Pairings: Slight hints of W/M

Rating: PG-13/slight R due to angst, language and non-sexual adult themes.

Disclaimer: I don't own the Mighty Ducks, Disney does.

Author's Note: Don't get mad at me for this one, I've done suicide before in this fandom and I'm more than likely to explore the theme again later. Don't like it? Don't read it, it's just that simple. Don't leave me petty reviews with all of the, "Your fic is sooooo wrong b/c I've been through this before and it's just wrong to talk about it and it upsets me" bullshit, I don't want to hear it. If you leave one of those, then fuck you, I will be responding back and I will be a bitch about it. You have been warned. Thanks to Jen and Jerri for reading this ahead of time, and hugs for Jill since I don't want her feeling left out, ^^.

Losing Hope

We're thousands of miles away now, you and I, separated by a galaxy; not of time or of actual space, but of fear and hopelessness, emotions gone awry. We live so close, I can walk two steps in any direction and find you, yet our minds and our hearts are eons apart. I have so many questions, the answers just aren't there, and none seem to be forthcoming any time in the near or distant future.

I look to the wall to my left; your room is directly next to mine. I hear you sobbing on nights like this one when you think that no one else hears. My heart wrenches into a thousand knots with every cry you choke out, I feel your pain rip through my bones and my soul, even if you aren't near me. I place my hand against the cool divider between us, I wish I could go right through it and gather you up in my arms, I'd be your knight in shining armor, making sure that nothing would ever hurt you this badly again. If only you'd let me, if only you weren't so strong, if only you didn't feel the need to let everyone think you're cold and heartless, including myself.

I know why you hurt so badly inside; I can tell that nothing has been right for you since you've been here. You haven't gotten close to anyone here since we've landed on this god-forsaken planet; I know that you feel alone. You think we don't care, and you're right when it comes to most of us; I wish you knew that it doesn't apply to me. Your past has been scarring, why else would anyone act the way you do? I can see through the layers you wrap around yourself and I can see that you hurt more than you let on, that the events of your past don't, and probably never will, have any closure to them. Maybe you hurt inside because you love, because there's one of us here that you care enough about to feel hurt by, that is the one thing about your pain that I do not know. I see through you because I once was like you too, alone and afraid but unwilling to show it. I know how to spot someone like you; your façade is transparent to me.

It's been a while, you're sobbing lasts longer than it usually does and I can't stand it anymore.

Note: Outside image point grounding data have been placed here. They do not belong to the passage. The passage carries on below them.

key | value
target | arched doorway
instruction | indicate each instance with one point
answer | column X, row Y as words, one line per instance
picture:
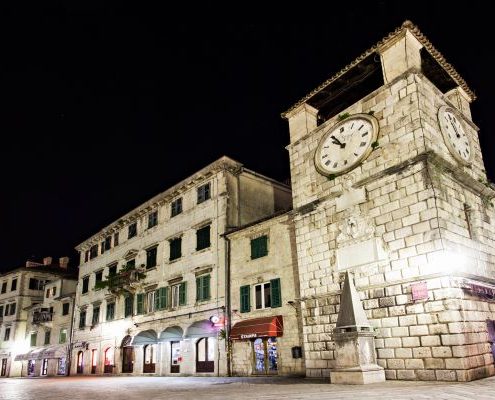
column 127, row 355
column 108, row 360
column 80, row 362
column 149, row 358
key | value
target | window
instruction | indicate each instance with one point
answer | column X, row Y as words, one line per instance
column 176, row 207
column 35, row 284
column 82, row 319
column 110, row 311
column 128, row 306
column 152, row 219
column 34, row 338
column 93, row 251
column 268, row 294
column 47, row 337
column 175, row 249
column 203, row 193
column 203, row 238
column 108, row 243
column 259, row 247
column 179, row 297
column 161, row 298
column 151, row 257
column 112, row 269
column 202, row 287
column 63, row 335
column 85, row 287
column 98, row 277
column 245, row 298
column 96, row 315
column 132, row 230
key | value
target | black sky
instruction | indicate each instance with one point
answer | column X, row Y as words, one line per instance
column 104, row 107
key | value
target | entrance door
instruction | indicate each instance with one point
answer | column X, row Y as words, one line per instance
column 265, row 358
column 205, row 355
column 127, row 359
column 491, row 334
column 80, row 362
column 4, row 367
column 94, row 361
column 44, row 366
column 175, row 358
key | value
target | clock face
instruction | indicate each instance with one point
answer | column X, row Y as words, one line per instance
column 346, row 144
column 454, row 134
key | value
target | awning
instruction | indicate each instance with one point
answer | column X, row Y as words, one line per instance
column 145, row 337
column 171, row 334
column 43, row 352
column 258, row 327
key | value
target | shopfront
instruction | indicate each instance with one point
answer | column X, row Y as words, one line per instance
column 255, row 344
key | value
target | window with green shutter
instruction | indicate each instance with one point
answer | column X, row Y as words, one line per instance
column 203, row 288
column 276, row 294
column 182, row 294
column 259, row 247
column 203, row 238
column 140, row 303
column 245, row 298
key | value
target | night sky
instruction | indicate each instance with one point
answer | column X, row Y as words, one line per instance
column 104, row 107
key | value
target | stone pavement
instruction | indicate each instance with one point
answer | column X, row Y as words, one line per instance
column 158, row 388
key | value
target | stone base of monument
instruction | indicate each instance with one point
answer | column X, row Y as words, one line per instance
column 362, row 375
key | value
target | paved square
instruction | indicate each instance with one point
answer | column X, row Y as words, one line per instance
column 155, row 388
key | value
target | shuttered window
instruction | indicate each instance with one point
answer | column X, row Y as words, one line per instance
column 245, row 298
column 259, row 247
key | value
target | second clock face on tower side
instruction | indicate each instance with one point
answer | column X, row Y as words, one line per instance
column 454, row 134
column 346, row 144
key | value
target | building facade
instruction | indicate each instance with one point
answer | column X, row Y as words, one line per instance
column 152, row 285
column 21, row 289
column 266, row 334
column 48, row 330
column 388, row 182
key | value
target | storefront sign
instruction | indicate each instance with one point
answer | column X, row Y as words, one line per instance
column 419, row 291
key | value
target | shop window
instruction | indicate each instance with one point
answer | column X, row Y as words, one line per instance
column 151, row 257
column 203, row 288
column 175, row 248
column 268, row 294
column 152, row 219
column 176, row 207
column 259, row 247
column 203, row 193
column 205, row 355
column 203, row 238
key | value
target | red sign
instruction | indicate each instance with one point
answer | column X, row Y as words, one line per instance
column 419, row 291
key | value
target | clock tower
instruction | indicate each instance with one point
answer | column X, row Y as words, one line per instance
column 402, row 203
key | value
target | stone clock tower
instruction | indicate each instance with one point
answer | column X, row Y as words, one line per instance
column 403, row 203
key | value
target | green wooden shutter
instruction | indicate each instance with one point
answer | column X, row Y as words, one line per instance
column 182, row 294
column 245, row 298
column 140, row 303
column 276, row 292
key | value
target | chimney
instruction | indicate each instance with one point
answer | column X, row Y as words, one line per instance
column 63, row 262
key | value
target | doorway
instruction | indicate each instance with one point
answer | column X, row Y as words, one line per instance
column 265, row 356
column 175, row 357
column 80, row 362
column 127, row 359
column 44, row 367
column 4, row 367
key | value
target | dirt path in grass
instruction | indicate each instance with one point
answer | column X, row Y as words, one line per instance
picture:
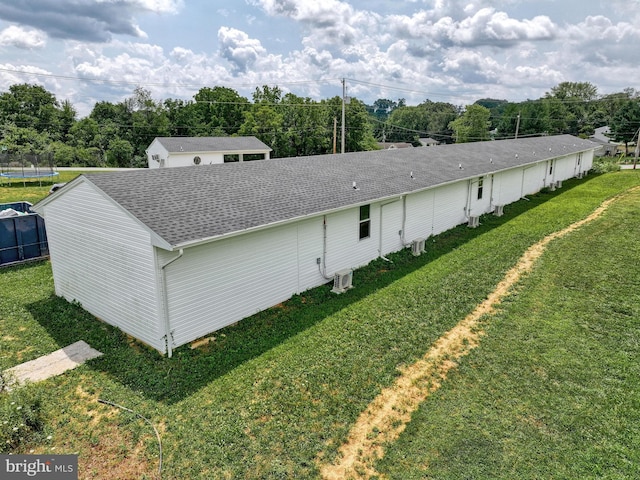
column 387, row 416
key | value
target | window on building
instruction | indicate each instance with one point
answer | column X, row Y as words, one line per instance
column 365, row 221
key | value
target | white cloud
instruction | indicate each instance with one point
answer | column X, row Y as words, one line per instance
column 25, row 38
column 240, row 50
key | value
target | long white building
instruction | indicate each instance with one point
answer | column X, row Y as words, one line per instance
column 170, row 255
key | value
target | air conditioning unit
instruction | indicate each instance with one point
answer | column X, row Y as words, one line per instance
column 417, row 247
column 342, row 281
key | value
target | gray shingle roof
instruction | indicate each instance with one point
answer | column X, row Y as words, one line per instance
column 211, row 144
column 189, row 204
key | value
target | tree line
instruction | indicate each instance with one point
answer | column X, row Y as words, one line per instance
column 32, row 120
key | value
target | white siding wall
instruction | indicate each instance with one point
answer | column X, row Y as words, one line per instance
column 391, row 226
column 533, row 179
column 109, row 264
column 344, row 248
column 186, row 159
column 449, row 206
column 479, row 206
column 587, row 161
column 104, row 260
column 419, row 216
column 217, row 284
column 507, row 186
column 157, row 149
column 565, row 167
column 310, row 234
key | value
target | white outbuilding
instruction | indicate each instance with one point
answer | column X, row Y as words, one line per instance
column 171, row 255
column 194, row 151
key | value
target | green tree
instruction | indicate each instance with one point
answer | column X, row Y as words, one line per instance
column 24, row 140
column 580, row 100
column 120, row 153
column 472, row 125
column 30, row 106
column 429, row 119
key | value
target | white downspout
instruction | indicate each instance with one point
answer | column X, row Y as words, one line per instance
column 404, row 222
column 165, row 302
column 323, row 268
column 380, row 235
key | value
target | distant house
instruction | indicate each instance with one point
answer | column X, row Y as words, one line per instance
column 187, row 151
column 429, row 142
column 393, row 145
column 171, row 255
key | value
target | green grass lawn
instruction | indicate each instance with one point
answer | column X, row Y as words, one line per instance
column 551, row 392
column 32, row 190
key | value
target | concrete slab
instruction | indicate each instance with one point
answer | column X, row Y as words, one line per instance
column 51, row 365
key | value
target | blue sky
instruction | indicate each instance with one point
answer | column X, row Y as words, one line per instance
column 86, row 51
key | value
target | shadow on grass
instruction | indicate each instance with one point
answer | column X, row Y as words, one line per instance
column 142, row 369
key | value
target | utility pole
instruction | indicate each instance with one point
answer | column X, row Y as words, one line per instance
column 344, row 99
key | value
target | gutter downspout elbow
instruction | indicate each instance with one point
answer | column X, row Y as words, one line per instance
column 380, row 227
column 165, row 302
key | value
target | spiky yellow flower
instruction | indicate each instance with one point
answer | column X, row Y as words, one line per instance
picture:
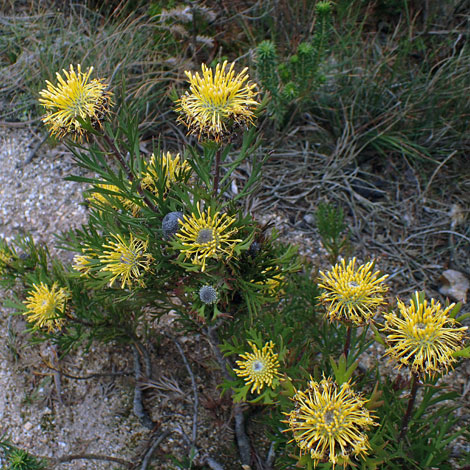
column 203, row 236
column 46, row 306
column 82, row 264
column 74, row 97
column 329, row 422
column 173, row 169
column 352, row 295
column 423, row 336
column 126, row 260
column 217, row 100
column 259, row 368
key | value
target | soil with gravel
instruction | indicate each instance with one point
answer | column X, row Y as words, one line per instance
column 53, row 415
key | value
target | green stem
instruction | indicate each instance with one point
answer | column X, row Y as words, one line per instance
column 409, row 409
column 217, row 170
column 130, row 176
column 347, row 342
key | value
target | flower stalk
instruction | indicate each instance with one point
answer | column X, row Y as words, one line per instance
column 409, row 409
column 117, row 155
column 347, row 342
column 217, row 170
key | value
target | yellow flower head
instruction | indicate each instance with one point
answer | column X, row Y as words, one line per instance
column 329, row 422
column 75, row 97
column 46, row 306
column 82, row 264
column 352, row 295
column 259, row 368
column 204, row 236
column 215, row 100
column 423, row 336
column 126, row 260
column 173, row 168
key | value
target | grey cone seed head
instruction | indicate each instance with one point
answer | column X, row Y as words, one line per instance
column 208, row 294
column 170, row 224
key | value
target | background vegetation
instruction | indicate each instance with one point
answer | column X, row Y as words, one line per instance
column 380, row 132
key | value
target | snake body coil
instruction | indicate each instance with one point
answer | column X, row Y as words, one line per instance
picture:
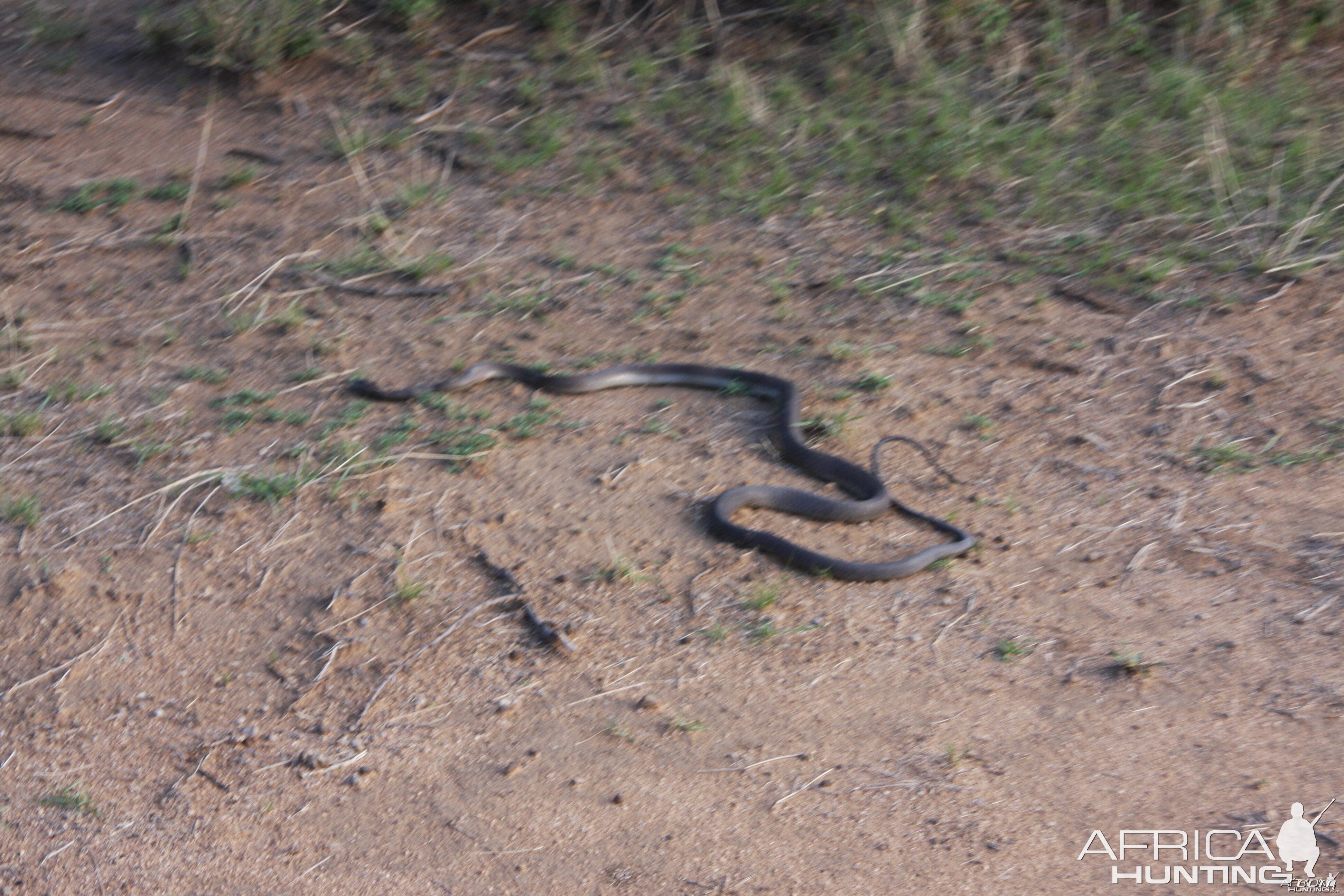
column 869, row 495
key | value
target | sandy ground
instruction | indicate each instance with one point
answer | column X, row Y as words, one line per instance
column 186, row 680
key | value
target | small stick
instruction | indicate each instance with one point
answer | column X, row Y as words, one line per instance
column 343, row 762
column 320, row 379
column 146, row 497
column 575, row 703
column 486, row 35
column 177, row 566
column 346, row 287
column 405, row 663
column 792, row 755
column 202, row 152
column 312, row 868
column 331, row 659
column 971, row 605
column 54, row 853
column 168, row 512
column 357, row 616
column 52, row 672
column 776, row 804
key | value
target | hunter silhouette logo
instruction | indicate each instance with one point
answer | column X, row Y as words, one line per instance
column 1296, row 840
column 1218, row 856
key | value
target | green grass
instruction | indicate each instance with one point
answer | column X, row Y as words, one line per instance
column 21, row 511
column 236, row 35
column 244, row 398
column 100, row 194
column 980, row 425
column 69, row 391
column 73, row 799
column 1131, row 663
column 1237, row 457
column 528, row 424
column 170, row 191
column 410, row 590
column 1011, row 649
column 108, row 430
column 350, row 416
column 397, row 435
column 373, row 261
column 272, row 488
column 763, row 596
column 1039, row 112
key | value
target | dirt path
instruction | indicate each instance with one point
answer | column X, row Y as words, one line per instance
column 1148, row 636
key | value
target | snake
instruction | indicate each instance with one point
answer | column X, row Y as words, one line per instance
column 869, row 497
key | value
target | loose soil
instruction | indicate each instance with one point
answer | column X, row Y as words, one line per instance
column 961, row 731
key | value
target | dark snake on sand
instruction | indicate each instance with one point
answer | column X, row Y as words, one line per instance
column 869, row 494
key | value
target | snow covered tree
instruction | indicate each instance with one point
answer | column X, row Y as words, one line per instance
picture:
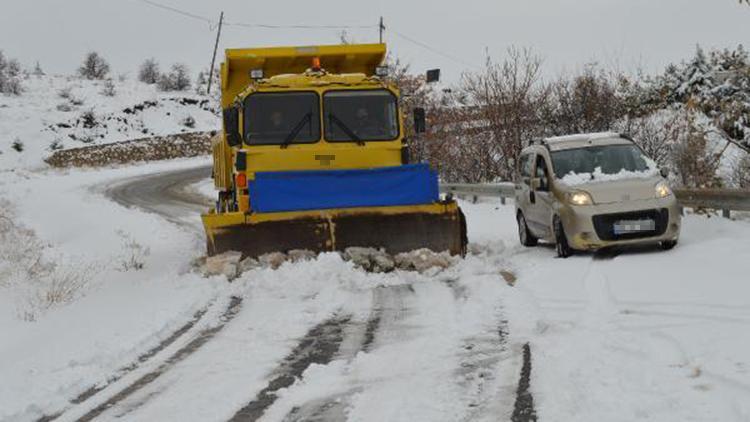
column 38, row 70
column 94, row 66
column 109, row 88
column 149, row 72
column 10, row 72
column 178, row 79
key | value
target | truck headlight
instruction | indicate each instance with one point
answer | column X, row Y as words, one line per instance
column 662, row 190
column 580, row 198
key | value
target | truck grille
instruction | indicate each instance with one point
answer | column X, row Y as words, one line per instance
column 604, row 224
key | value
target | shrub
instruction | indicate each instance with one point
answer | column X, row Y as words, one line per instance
column 10, row 72
column 188, row 121
column 176, row 80
column 109, row 88
column 17, row 145
column 55, row 145
column 38, row 70
column 88, row 119
column 149, row 72
column 135, row 253
column 94, row 66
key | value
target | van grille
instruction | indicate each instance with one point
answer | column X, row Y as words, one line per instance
column 604, row 224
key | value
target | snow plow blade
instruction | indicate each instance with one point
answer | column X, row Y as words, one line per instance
column 439, row 227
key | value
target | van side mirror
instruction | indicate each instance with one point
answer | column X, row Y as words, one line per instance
column 232, row 126
column 543, row 184
column 433, row 75
column 420, row 121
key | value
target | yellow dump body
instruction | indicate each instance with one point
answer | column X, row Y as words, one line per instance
column 345, row 70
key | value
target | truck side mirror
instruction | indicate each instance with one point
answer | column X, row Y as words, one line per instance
column 420, row 122
column 232, row 126
column 433, row 75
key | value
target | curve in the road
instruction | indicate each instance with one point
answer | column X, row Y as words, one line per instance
column 165, row 193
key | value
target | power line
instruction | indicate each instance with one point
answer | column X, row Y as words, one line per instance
column 213, row 23
column 178, row 11
column 434, row 50
column 271, row 26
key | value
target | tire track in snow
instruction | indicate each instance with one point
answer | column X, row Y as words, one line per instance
column 388, row 307
column 523, row 410
column 119, row 374
column 184, row 352
column 318, row 346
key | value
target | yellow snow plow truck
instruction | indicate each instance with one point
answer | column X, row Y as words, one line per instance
column 313, row 156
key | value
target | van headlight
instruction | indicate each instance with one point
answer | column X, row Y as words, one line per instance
column 662, row 190
column 580, row 198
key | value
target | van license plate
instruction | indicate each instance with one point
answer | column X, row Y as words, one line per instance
column 634, row 226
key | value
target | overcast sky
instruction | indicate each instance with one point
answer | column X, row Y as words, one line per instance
column 627, row 34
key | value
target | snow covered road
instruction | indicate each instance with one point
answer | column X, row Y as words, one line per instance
column 641, row 335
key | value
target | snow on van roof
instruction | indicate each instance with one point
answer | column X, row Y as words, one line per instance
column 585, row 137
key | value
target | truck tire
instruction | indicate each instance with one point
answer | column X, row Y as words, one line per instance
column 561, row 241
column 524, row 235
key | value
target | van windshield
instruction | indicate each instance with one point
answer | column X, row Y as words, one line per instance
column 360, row 116
column 605, row 159
column 281, row 118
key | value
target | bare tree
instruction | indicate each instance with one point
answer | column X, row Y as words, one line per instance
column 178, row 79
column 586, row 102
column 10, row 81
column 94, row 66
column 697, row 163
column 149, row 72
column 109, row 88
column 503, row 101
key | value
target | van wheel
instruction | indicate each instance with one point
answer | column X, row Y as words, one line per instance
column 561, row 242
column 667, row 244
column 524, row 235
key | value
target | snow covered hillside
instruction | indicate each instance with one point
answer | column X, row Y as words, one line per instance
column 644, row 335
column 59, row 112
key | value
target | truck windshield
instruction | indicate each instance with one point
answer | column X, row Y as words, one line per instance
column 605, row 159
column 273, row 118
column 360, row 116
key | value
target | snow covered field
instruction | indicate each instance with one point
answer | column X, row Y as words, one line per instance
column 643, row 335
column 60, row 112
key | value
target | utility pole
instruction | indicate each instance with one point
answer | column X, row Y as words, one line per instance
column 213, row 59
column 381, row 28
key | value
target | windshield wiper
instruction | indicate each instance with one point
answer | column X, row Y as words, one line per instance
column 350, row 133
column 293, row 134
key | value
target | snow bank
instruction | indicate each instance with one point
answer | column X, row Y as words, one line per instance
column 61, row 112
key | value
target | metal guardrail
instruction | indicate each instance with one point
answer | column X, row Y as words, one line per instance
column 726, row 200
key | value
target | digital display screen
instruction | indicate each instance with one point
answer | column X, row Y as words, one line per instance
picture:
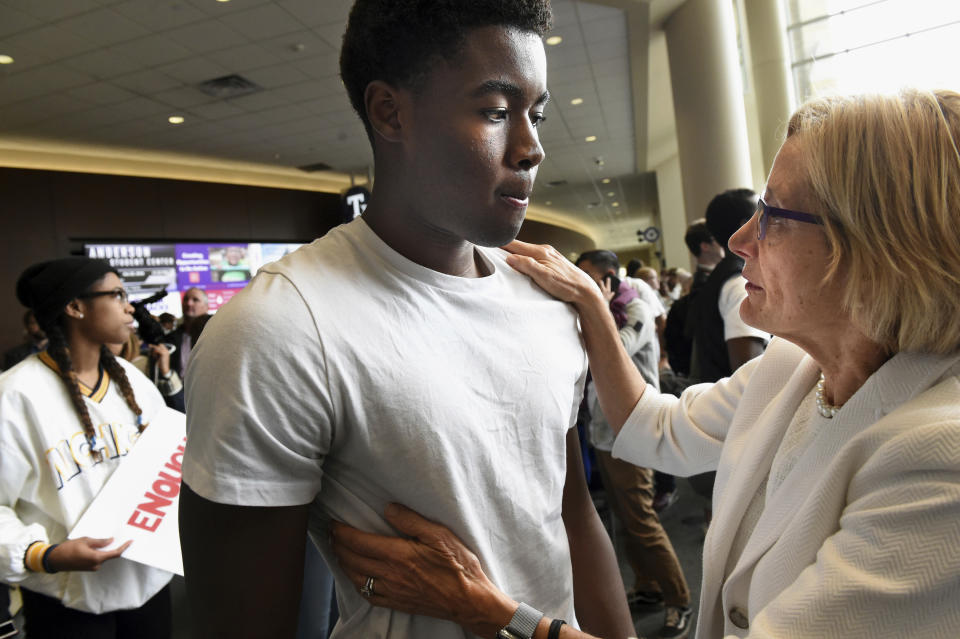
column 220, row 269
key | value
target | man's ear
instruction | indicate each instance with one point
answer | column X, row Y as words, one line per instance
column 383, row 104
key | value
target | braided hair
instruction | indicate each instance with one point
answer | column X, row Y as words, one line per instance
column 59, row 351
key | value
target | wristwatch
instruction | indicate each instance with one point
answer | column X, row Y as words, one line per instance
column 523, row 624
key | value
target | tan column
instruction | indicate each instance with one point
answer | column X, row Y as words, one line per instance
column 708, row 102
column 773, row 82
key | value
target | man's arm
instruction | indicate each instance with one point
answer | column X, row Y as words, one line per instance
column 599, row 596
column 243, row 567
column 741, row 350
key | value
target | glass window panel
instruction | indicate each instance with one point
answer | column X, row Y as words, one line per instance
column 915, row 61
column 846, row 46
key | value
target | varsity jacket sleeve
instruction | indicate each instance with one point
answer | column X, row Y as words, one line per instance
column 15, row 471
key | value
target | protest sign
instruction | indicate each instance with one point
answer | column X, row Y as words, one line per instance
column 141, row 498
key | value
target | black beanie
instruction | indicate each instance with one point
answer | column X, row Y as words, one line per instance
column 48, row 287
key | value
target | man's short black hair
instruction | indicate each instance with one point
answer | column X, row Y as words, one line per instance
column 396, row 41
column 602, row 259
column 729, row 211
column 697, row 233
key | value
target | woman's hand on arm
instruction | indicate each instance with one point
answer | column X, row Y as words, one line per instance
column 83, row 554
column 619, row 383
column 431, row 574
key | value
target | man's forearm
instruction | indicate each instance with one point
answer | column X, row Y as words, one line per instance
column 601, row 601
column 598, row 594
column 243, row 567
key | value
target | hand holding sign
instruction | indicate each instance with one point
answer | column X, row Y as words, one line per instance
column 140, row 500
column 83, row 554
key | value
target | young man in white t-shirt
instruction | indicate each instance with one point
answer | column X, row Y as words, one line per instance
column 397, row 359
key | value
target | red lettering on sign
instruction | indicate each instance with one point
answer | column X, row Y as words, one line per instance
column 165, row 488
column 155, row 504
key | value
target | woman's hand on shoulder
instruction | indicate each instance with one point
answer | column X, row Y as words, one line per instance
column 83, row 553
column 553, row 272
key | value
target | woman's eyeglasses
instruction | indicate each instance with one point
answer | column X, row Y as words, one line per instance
column 765, row 212
column 118, row 294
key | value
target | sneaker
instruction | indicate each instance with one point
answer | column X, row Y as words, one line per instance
column 643, row 599
column 676, row 621
column 664, row 500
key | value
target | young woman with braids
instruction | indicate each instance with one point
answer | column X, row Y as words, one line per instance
column 68, row 417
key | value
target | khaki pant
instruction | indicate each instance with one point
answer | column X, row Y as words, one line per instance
column 649, row 551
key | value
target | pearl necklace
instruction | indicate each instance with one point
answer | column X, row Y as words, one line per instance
column 825, row 409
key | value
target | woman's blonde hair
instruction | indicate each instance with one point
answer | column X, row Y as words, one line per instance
column 885, row 174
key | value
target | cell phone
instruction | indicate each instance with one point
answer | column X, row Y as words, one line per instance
column 612, row 281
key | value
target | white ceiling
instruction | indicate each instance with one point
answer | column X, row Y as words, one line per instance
column 110, row 72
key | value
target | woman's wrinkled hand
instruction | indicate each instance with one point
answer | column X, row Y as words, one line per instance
column 432, row 573
column 553, row 272
column 83, row 554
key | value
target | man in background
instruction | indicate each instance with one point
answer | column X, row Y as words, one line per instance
column 195, row 309
column 658, row 577
column 705, row 250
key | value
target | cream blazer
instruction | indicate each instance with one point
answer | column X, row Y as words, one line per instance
column 862, row 538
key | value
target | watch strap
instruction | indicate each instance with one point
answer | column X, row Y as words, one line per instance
column 524, row 621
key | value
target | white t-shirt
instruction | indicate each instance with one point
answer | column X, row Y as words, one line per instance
column 48, row 479
column 349, row 377
column 732, row 294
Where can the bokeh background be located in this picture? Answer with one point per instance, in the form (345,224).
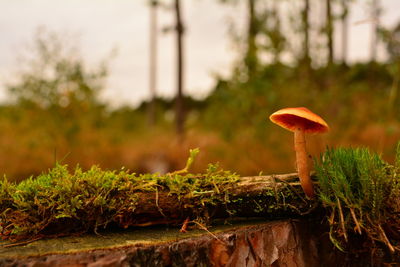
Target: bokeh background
(138,83)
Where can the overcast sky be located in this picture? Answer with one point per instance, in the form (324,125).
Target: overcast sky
(104,25)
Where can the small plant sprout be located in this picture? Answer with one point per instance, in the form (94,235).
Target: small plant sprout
(301,121)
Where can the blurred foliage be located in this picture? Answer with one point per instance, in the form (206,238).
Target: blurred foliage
(55,113)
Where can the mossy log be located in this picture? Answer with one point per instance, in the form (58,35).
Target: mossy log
(44,213)
(256,196)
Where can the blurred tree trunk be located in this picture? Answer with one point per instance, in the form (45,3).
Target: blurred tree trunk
(329,31)
(251,59)
(180,116)
(306,60)
(306,31)
(153,62)
(375,11)
(345,28)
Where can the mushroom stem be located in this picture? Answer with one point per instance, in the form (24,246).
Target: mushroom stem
(302,162)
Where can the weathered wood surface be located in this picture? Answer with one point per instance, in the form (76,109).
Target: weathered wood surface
(255,196)
(280,243)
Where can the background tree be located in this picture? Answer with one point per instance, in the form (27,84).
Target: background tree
(179,112)
(329,31)
(153,61)
(345,28)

I silently leave my room and punch in the security code to yours, I've memorized it just in case I turn to listen to you one night and I hear something far too quiet for your own good. The door closes quietly behind me; you probably haven't even heard me come in yet. I look to your bed and I find you, I instantly know why your tears have lasted longer tonight. You're lying, hunched over on your bed, your face is buried beneath your wild locks of red hair, in one hand you're clutching the bed sheets and in the other you loosely grasp an open bottle of prescription pills, pain killers most likely. I sit down next to you, only then do you realize my sudden appearance in your room. I wrap my arms around you, unable to keep myself from holding you any longer. You collapse into me, your head rests as a gentle weight on my chest and your body shifts to face me; you're still holding that damned bottle of pills. I stroke your hair softly, I try to get you to calm down, but to no avail. The tears still come, running down your cheeks and all over my shirt.

"Did you take any of those?"

"I.I wanted to, but I.I couldn't do it.I wanted to just take them all and end it now.but I couldn't."

I take the bottle from you; I get it away from your loose grip with ease and set them down on your nightstand. I gather you up in my arms and I let you sink into my flesh, I stroke your hair again and I grasp you tightly to my chest as your sobs die down.

"I won't let this happen to you ever again, I promise."

You seem to believe me and you fall asleep still loosely grasping my waist. I press my forehead to yours and I fall asleep too, maybe we aren't so far apart anymore, and just maybe we've bridged those light years of distance. I just hope that it's not too late, for you or for me.